Si vous voulez cadrer la vôtre sans y passer des mois, parlons de votre projet. Nous partons toujours du diagnostic, pas du design.

Questions fréquentes

Refaire mon site va-t-il me faire perdre mon référencement Google ?

Pas si la migration est faite correctement. Google est explicite : les redirections permanentes 301 ne font perdre aucun PageRank. Le vrai risque, c'est l'absence de redirections ou un plan bâclé qui laisse d'anciennes adresses en erreur 404. Attendez-vous à quelques semaines de fluctuation le temps que Google réindexe, mais le trafic acquis se conserve avec une refonte bien préparée.

Combien de temps sans mon site pendant la refonte ?

Zéro, si c'est bien organisé. La refonte se prépare en parallèle sur un environnement de test, pendant que votre ancien site reste en ligne. La bascule se fait en une fois, souvent en quelques minutes, avec les redirections déjà en place. Vous ne perdez pas de visibilité, vous changez de version d'un coup. Chez Inleven, tout le chantier tient dans un sprint de 7 jours.

Vaut-il mieux une refonte totale ou juste un rafraîchissement graphique ?

Cela dépend de ce qui coince. Si votre problème est purement esthétique et que la technique tient la route, un rafraîchissement graphique suffit et coûte bien moins cher.

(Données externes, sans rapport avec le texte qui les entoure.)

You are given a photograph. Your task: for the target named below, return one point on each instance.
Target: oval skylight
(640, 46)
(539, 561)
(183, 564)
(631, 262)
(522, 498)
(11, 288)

Si le site est lent, illisible sur mobile ou impossible à faire évoluer, un simple relooking ne réglera rien : il faut une refonte de fond. Un diagnostic préalable vous évite de payer pour le mauvais chantier.

Dois-je changer de CMS ou d'hébergeur pendant une refonte ?

Seulement si l'existant vous bloque. Un CMS lourd, difficile à mettre à jour ou impossible à sécuriser justifie un changement. Un hébergeur lent aussi. Mais changer pour changer ajoute du risque et des redirections inutiles. La bonne question n'est pas la marque du CMS, c'est de savoir si vous restez propriétaire de votre contenu et si vous pourrez faire évoluer le site sans dépendre d'un seul prestataire.